Determination of the physical parameters of binary systems: a statistical approach

A statistical analysis of the solutions of binary systems from light and radial velocity curves is a very critical task, but necessary for labeling the parameters characterizing the solutions with suitable uncertainties in connection with the precision of the observations and the quality of the model used for the description of the systems. For this task, we introduced the chi2 test for variance, that is probably the best technique for statistical analysis of solutions, which has the not negligible advantage that it can be easily integrated in procedures like the Wilson-Price code. This procedure, developed by our group for the solution of eclipsing binary systems, is mainly based on the Wilson code (1992) for light curves and radial velocity curves synthesis and on the Price algorithm for the optimization of the solution. Within this context, we give first an heuristic proof of the convergence of the Price algorithm and then we discuss a general statistical approach to the solution of binary systems in order to establish the level of significance of the solutions together with a statistical estimate of the errors on the parameters.

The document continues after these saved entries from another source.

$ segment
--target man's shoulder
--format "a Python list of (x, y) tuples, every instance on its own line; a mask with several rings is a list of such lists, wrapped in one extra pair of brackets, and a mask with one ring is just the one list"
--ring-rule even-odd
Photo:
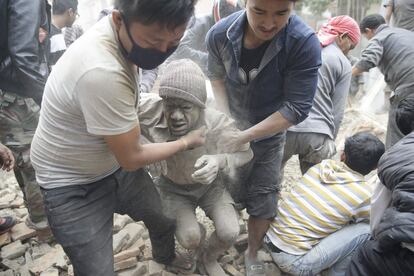
[(341, 70), (344, 74), (352, 69), (351, 62), (334, 43), (322, 49), (322, 67)]
[(307, 39), (315, 35), (313, 30), (302, 18), (297, 15), (292, 15), (287, 24), (287, 36), (295, 40)]
[(239, 11), (221, 19), (213, 27), (211, 27), (209, 36), (213, 36), (215, 40), (218, 38), (227, 39), (227, 31), (233, 24), (235, 24), (240, 16), (243, 16), (243, 14), (244, 11)]

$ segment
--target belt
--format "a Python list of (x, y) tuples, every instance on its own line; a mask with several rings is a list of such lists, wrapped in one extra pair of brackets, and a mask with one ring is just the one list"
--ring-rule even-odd
[(283, 253), (284, 252), (282, 249), (274, 245), (267, 236), (264, 237), (263, 243), (266, 245), (267, 249), (269, 249), (269, 251), (272, 253)]

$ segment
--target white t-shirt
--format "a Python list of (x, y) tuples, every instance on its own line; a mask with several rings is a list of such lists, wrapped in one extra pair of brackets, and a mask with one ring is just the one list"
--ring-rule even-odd
[(138, 125), (138, 74), (120, 49), (109, 16), (72, 44), (53, 68), (31, 148), (41, 187), (88, 184), (119, 168), (103, 136)]

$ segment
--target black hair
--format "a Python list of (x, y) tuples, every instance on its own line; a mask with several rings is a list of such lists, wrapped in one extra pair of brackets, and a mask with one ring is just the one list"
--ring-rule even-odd
[(377, 167), (384, 152), (384, 143), (368, 132), (359, 132), (345, 140), (345, 164), (362, 175)]
[(395, 120), (402, 134), (407, 135), (414, 130), (414, 95), (410, 94), (398, 104)]
[(370, 14), (362, 19), (359, 24), (359, 29), (361, 30), (361, 33), (366, 33), (367, 28), (375, 30), (382, 24), (385, 24), (385, 18), (381, 14)]
[(53, 0), (52, 12), (53, 14), (64, 14), (67, 10), (78, 10), (78, 0)]
[(119, 10), (128, 22), (144, 25), (159, 23), (173, 30), (187, 23), (194, 15), (197, 0), (115, 0), (114, 8)]

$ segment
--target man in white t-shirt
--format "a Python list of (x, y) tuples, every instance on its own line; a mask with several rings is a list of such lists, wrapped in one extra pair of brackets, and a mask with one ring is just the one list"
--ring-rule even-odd
[(205, 129), (141, 145), (137, 66), (152, 69), (177, 47), (194, 0), (117, 0), (63, 54), (47, 81), (31, 160), (56, 240), (75, 275), (114, 275), (113, 213), (142, 220), (157, 262), (187, 268), (174, 251), (145, 165), (204, 143)]

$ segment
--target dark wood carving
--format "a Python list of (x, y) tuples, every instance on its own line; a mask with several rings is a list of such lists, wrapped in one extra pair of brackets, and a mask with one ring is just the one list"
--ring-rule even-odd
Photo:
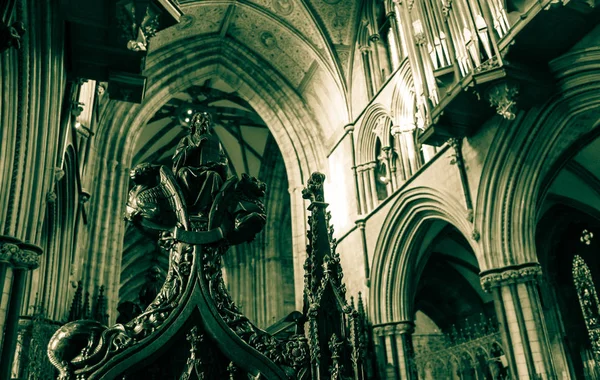
[(324, 175), (313, 174), (304, 191), (312, 215), (306, 306), (298, 321), (308, 321), (308, 329), (276, 338), (254, 326), (225, 287), (222, 256), (265, 225), (265, 185), (248, 175), (226, 178), (224, 160), (210, 117), (197, 113), (172, 168), (144, 163), (131, 170), (125, 218), (158, 231), (169, 254), (165, 282), (128, 322), (62, 326), (48, 346), (59, 379), (364, 378), (362, 324), (345, 299), (323, 202)]

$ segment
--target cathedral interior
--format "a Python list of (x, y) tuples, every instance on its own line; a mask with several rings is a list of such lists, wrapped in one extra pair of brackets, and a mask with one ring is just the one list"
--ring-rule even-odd
[(600, 379), (599, 9), (0, 2), (0, 379)]

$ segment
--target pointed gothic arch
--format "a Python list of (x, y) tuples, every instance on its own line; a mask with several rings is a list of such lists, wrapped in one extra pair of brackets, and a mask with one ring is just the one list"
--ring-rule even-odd
[[(96, 273), (89, 266), (84, 281), (94, 278), (111, 289), (118, 288), (119, 252), (122, 247), (124, 226), (120, 222), (121, 208), (125, 204), (128, 168), (134, 154), (135, 141), (148, 119), (172, 96), (190, 85), (201, 84), (208, 78), (219, 77), (236, 90), (262, 117), (281, 152), (288, 174), (294, 239), (303, 240), (305, 209), (300, 189), (308, 173), (324, 167), (324, 138), (315, 134), (313, 120), (303, 101), (276, 72), (241, 45), (216, 38), (179, 41), (148, 62), (148, 75), (156, 78), (150, 82), (146, 99), (141, 105), (111, 102), (100, 118), (96, 139), (99, 157), (90, 164), (88, 180), (97, 176), (90, 185), (95, 187), (96, 212), (108, 212), (99, 222), (99, 233), (92, 234), (89, 249), (97, 257), (90, 262), (100, 263), (104, 272)], [(110, 178), (110, 180), (109, 180)], [(90, 181), (91, 182), (91, 181)], [(110, 185), (107, 187), (106, 184)], [(98, 216), (99, 217), (99, 216)], [(119, 222), (117, 222), (119, 221)], [(109, 225), (117, 223), (117, 227)], [(121, 223), (120, 227), (118, 223)], [(110, 235), (109, 235), (110, 233)], [(294, 244), (294, 265), (301, 270), (304, 252), (303, 241)], [(93, 256), (94, 256), (93, 255)], [(102, 265), (102, 263), (111, 263)], [(301, 294), (302, 279), (296, 280), (296, 293)], [(112, 290), (114, 291), (114, 290)], [(114, 296), (113, 296), (114, 295)], [(117, 299), (111, 294), (108, 299)], [(300, 302), (300, 301), (297, 301)], [(109, 305), (115, 308), (116, 305)]]

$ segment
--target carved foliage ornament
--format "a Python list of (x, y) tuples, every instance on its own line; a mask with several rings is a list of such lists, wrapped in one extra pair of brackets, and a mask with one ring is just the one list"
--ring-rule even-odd
[(514, 120), (516, 117), (518, 95), (519, 86), (513, 82), (498, 83), (487, 91), (490, 104), (506, 120)]
[(9, 264), (12, 257), (17, 254), (21, 249), (16, 244), (3, 243), (0, 245), (0, 263)]
[(536, 280), (542, 275), (539, 264), (533, 264), (518, 269), (507, 269), (499, 273), (490, 273), (481, 277), (481, 287), (489, 292), (492, 288), (506, 284)]

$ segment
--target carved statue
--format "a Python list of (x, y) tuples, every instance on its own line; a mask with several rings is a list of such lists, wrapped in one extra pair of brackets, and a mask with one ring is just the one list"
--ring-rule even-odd
[(179, 141), (173, 155), (173, 173), (192, 215), (209, 211), (227, 178), (227, 160), (210, 122), (206, 112), (194, 114), (190, 134)]

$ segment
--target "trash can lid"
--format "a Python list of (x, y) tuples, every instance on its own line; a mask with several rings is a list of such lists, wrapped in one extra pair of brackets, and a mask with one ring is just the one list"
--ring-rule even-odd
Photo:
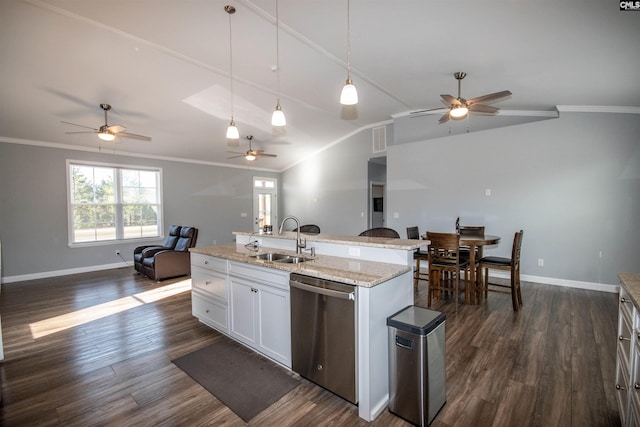
[(388, 317), (387, 326), (416, 335), (427, 335), (446, 318), (447, 316), (439, 311), (410, 305)]

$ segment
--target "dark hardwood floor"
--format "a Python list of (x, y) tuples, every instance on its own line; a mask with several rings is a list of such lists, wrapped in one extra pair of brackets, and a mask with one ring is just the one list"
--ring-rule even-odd
[[(187, 279), (157, 284), (132, 268), (2, 286), (6, 426), (245, 423), (171, 360), (228, 339), (191, 316)], [(426, 306), (421, 283), (416, 305)], [(447, 403), (432, 426), (617, 426), (617, 295), (523, 283), (447, 313)], [(302, 379), (249, 425), (374, 422)]]

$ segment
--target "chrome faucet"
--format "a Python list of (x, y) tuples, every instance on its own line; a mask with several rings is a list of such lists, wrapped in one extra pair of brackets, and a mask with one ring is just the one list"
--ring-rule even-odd
[(301, 254), (302, 253), (301, 249), (304, 249), (307, 247), (307, 239), (300, 239), (300, 220), (298, 218), (292, 215), (286, 216), (280, 223), (278, 234), (282, 234), (284, 223), (287, 222), (288, 219), (292, 219), (296, 222), (296, 254)]

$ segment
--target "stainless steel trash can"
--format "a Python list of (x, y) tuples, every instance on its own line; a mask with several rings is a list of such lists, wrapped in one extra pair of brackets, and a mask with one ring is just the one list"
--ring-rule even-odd
[(387, 318), (389, 411), (427, 426), (446, 402), (444, 313), (409, 306)]

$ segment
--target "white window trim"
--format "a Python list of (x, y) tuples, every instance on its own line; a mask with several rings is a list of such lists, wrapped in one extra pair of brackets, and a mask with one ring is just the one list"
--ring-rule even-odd
[[(86, 166), (98, 166), (98, 167), (108, 167), (108, 168), (118, 168), (118, 169), (131, 169), (131, 170), (147, 170), (158, 172), (158, 199), (160, 209), (158, 209), (158, 229), (160, 230), (159, 236), (154, 237), (136, 237), (131, 239), (123, 239), (121, 237), (116, 238), (114, 240), (100, 240), (95, 242), (73, 242), (73, 209), (71, 207), (71, 175), (69, 174), (71, 165), (86, 165)], [(162, 168), (159, 167), (151, 167), (151, 166), (139, 166), (139, 165), (128, 165), (128, 164), (119, 164), (119, 163), (102, 163), (102, 162), (92, 162), (87, 160), (73, 160), (67, 159), (66, 161), (66, 176), (67, 176), (67, 242), (70, 248), (81, 248), (81, 247), (89, 247), (89, 246), (105, 246), (105, 245), (115, 245), (121, 243), (139, 243), (139, 242), (156, 242), (162, 241), (164, 239), (164, 196), (163, 196), (163, 177), (162, 177)], [(118, 181), (116, 185), (116, 191), (118, 194), (118, 200), (121, 199), (122, 186), (119, 184), (119, 176), (115, 178)], [(116, 212), (118, 215), (118, 212)], [(120, 221), (119, 217), (116, 217), (116, 221)]]

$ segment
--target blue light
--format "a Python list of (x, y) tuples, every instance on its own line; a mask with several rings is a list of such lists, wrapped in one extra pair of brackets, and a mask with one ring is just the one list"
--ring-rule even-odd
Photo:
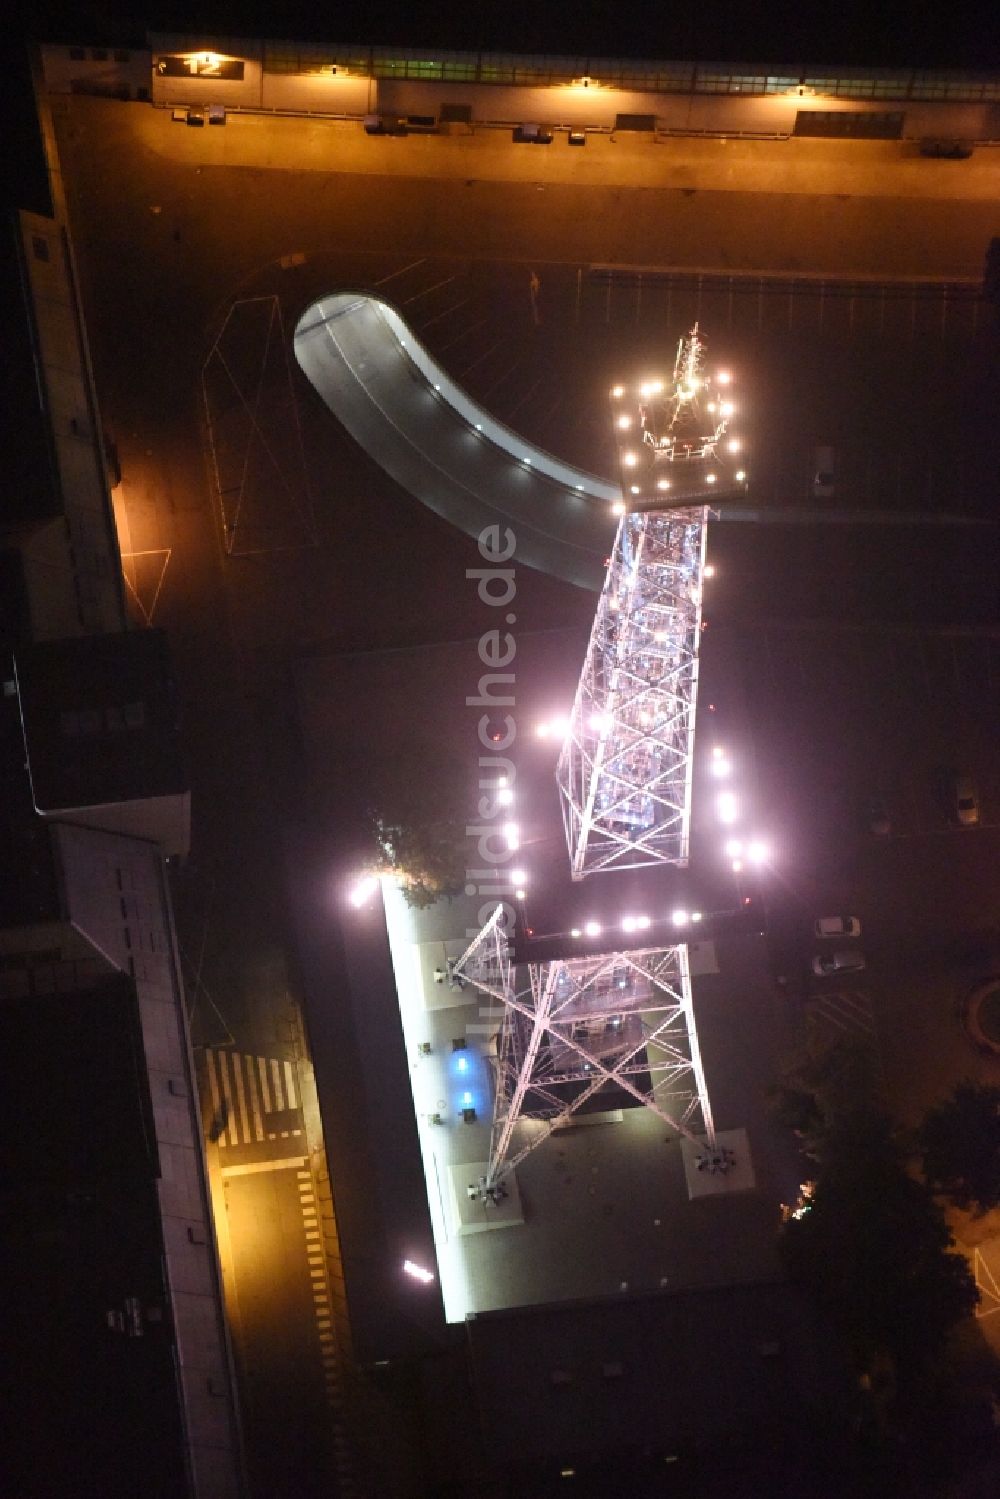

For the latter task, we used the Wilson code to generate the synthetic light and radial velocity curves of tens of systems (contact systems, semi-detached systems and detached systems), added with different levels of gaussian noise in agreement with the precision of modern photoelectric and spectroscopic observations. In this paper, we report the results of seven test cases, three contact systems, three semi-detached systems and one detached system, discussing the most relevant and general results obtained. We also show that the analysis of systems with and without radial velocity curves exhibits a good agreement, within the estimated errors, for the mass-ratios of all the statistically meaningful solutions.